Zur Reicherzer-Bäckertradition erläuterte der Betriebschef, dass es mit seinem Großvater zunächst in Aubing begonnen habe, später in Gröbenzell gebacken worden sei und jetzt eben in Fürstenfeldbruck. Als zweites von sechs Kindern habe er mit 15 die Bäckerlehre begonnen, danach mit Begeisterung die Meisterschulungen absolviert. „Wegen des frühen Aufstehens und Arbeitens auch am Wochenende war es nicht einfach, weil Freunde länger und auch öfter feiern konnten“, erinnert er sich. Glücklich ist der Handwerksmeister darüber, dass es nach ihm in vierter Generation weitergeht, denn „mein Sohn Quirin ist wie ich Meister und bereits angespitzt“.
Auf die Frage der Moderatorin, warum er seinerzeit in Gröbenzell aufgehört habe, merkt er an: „Eine Bäckerei sei in der reinen Wohngegend wohl nicht mehr gewünscht gewesen.“ Ein Glücksfall sei es gewesen, dass er nach Fürstenfeldbruck habe wechseln können. Binnen sechs Wochen sei er sich mit der Familie Bücherl, die zunächst keinen Nachfolger gefunden habe, bezüglich der Übernahme einig geworden. Die Umstellung habe etwas gedauert, nun aber sieht er seine Bäckerei bestens etabliert.

Als Bedingung habe Wilhelm Bücherl gestellt, dass er jederzeit in den Betrieb kommen dürfe, „und er kommt noch fast jeden Tag“, erzählt Reicherzer. Ihm liegt am Herzen, junge Leute für den Beruf zu begeistern. Daher engagiert er sich auch bei der Innung und kümmert sich um Ausbildung und Prüfung des Nachwuchses. Auf ein Überbleibsel auch der Bücherl-Zeit ist er stolz, die „Bücherl-Brezn“. Er habe diese mit ins Grundsortiment aufgenommen, „weil sie beliebt war und immer noch ist“, auch wenn sie aufwendiger herzustellen sei. „Damit die Hefe gut arbeiten kann und sich der Geschmack besser entfaltet, lasse ich den handgemachten Teig länger ruhen. Fabrikrohlinge kommen ohnehin nicht in meinen Backofen“, sagt der Bäckermeister.
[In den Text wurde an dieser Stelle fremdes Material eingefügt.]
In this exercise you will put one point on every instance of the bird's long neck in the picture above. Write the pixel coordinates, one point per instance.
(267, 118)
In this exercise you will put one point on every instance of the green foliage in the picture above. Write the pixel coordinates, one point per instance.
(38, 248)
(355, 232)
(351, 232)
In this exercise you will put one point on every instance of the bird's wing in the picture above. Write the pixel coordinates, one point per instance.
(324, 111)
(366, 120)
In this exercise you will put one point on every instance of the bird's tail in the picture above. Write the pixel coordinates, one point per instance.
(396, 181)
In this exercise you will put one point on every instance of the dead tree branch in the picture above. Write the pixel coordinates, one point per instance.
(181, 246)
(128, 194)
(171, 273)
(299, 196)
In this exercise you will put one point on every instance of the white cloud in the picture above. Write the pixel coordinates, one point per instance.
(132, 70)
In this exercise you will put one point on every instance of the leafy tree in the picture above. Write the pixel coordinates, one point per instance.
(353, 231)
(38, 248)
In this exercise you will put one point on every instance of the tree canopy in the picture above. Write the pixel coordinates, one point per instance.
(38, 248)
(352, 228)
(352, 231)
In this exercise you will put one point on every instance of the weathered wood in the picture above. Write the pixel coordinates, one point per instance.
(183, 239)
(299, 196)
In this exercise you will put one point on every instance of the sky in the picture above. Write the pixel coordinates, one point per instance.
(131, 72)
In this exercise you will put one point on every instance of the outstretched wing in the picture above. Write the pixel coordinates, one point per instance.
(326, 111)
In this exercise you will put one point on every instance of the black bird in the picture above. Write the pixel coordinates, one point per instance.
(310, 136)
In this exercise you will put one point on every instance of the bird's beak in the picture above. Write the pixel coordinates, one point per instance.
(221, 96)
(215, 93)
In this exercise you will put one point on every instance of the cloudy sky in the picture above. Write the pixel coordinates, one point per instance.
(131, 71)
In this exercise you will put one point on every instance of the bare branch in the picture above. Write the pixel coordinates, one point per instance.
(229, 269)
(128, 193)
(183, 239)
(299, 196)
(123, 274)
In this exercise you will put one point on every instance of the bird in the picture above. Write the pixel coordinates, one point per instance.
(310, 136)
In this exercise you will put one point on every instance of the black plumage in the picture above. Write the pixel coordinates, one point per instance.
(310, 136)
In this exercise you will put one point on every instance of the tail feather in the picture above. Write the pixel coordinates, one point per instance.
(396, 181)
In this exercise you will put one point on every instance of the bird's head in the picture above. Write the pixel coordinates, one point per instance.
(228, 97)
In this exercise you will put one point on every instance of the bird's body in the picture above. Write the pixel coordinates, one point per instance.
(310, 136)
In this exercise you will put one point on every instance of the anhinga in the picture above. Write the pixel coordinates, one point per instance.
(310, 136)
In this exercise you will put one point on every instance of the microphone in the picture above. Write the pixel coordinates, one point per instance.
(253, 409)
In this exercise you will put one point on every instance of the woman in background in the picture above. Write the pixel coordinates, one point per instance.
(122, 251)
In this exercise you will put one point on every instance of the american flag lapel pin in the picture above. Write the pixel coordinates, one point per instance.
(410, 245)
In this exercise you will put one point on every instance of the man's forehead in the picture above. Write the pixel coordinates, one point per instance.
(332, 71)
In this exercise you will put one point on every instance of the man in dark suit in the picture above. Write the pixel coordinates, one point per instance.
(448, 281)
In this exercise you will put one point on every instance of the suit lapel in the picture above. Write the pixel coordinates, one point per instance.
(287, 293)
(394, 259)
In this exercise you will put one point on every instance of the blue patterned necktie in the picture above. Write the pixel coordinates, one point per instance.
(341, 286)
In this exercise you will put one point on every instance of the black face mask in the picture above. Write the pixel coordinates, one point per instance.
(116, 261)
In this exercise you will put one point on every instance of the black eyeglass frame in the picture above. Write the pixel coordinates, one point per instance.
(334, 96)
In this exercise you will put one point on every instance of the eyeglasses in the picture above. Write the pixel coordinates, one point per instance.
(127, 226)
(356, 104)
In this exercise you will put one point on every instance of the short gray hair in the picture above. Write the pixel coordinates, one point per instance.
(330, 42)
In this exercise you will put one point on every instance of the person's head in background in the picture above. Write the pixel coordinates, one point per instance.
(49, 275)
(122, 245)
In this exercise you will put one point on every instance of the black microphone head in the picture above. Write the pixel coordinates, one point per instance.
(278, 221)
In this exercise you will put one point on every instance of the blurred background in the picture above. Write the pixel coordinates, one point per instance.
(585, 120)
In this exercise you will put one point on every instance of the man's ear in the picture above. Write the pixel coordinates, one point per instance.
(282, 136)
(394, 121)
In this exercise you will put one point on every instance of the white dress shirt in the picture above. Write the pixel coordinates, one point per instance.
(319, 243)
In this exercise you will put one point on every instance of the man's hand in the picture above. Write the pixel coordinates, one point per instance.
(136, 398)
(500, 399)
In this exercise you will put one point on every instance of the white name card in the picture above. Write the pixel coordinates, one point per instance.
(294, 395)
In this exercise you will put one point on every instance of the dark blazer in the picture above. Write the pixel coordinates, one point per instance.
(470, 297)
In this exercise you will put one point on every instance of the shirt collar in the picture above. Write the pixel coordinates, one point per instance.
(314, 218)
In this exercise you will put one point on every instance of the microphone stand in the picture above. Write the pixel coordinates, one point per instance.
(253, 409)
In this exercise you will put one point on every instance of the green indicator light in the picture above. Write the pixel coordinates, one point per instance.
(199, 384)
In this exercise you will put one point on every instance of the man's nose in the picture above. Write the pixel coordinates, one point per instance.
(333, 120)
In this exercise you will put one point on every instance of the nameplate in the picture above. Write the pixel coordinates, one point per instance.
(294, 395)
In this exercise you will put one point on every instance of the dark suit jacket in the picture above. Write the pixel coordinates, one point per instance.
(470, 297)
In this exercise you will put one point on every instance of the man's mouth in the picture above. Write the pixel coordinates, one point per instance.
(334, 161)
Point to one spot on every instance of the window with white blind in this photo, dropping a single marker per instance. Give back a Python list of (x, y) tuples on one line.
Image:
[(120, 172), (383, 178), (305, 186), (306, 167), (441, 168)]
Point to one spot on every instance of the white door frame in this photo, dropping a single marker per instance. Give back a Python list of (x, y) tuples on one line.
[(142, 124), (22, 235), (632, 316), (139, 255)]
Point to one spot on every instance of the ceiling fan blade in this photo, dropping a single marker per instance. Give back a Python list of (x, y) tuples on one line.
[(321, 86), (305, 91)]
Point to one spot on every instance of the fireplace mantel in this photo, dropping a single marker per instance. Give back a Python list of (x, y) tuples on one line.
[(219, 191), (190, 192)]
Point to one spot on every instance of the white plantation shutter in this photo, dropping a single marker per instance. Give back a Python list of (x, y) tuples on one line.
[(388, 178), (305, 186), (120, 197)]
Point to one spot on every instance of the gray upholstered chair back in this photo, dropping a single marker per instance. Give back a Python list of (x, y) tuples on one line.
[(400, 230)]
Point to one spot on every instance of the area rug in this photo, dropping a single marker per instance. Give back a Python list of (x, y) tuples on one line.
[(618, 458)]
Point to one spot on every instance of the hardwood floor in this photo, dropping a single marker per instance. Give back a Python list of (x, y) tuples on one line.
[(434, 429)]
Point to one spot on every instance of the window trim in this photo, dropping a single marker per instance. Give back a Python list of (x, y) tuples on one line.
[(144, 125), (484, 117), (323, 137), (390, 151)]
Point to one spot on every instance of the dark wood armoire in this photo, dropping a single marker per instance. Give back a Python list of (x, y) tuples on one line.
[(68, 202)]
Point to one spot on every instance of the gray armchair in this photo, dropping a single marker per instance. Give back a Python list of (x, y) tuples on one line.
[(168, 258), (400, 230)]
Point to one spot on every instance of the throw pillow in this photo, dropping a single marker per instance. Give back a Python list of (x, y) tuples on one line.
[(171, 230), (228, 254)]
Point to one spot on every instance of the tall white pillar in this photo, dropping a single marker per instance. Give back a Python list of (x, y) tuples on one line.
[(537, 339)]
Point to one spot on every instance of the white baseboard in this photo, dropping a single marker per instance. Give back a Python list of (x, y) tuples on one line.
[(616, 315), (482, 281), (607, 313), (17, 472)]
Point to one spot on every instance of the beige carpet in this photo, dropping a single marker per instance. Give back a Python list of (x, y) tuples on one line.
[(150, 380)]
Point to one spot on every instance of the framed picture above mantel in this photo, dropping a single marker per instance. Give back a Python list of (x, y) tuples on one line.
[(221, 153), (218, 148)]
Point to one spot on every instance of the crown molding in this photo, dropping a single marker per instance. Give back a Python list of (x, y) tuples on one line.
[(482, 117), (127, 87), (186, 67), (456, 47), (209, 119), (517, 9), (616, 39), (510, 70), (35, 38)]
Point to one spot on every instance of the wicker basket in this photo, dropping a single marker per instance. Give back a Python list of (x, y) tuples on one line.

Außerdem werde die Brezn nicht so stark gelaugt wie die herkömmliche bayerische. Backgeheimnisse offenbarte Reicherzer wenig, nur dass für die Backkunst wesentlich sei, sich auf das zur Verfügung stehende Getreide und die Zutaten einzustellen. Wie für den Menschen nicht jeder Tag gleich sei, seien auch die Zutaten je nach Witterung zum Beispiel hinsichtlich Feuchte immer wieder unterschiedlich. „Ein guter Bäckermeister berücksichtigt dies beim Brotbacken, das bei uns vom Teiganrühren bis zur Krustenfertigkeit 36 Stunden dauert. In Brotfabriken mit viel kürzeren Produktionszeiten achtet niemand darauf“, sagt er selbstbewusst. Dass Mitarbeiter kein Aftershave und auch kein Deo benutzen dürfen, damit sich der Duft nicht auf das Backwerk überträgt, wie eine Besucherin fragte, bestätigte Reicherzer nicht.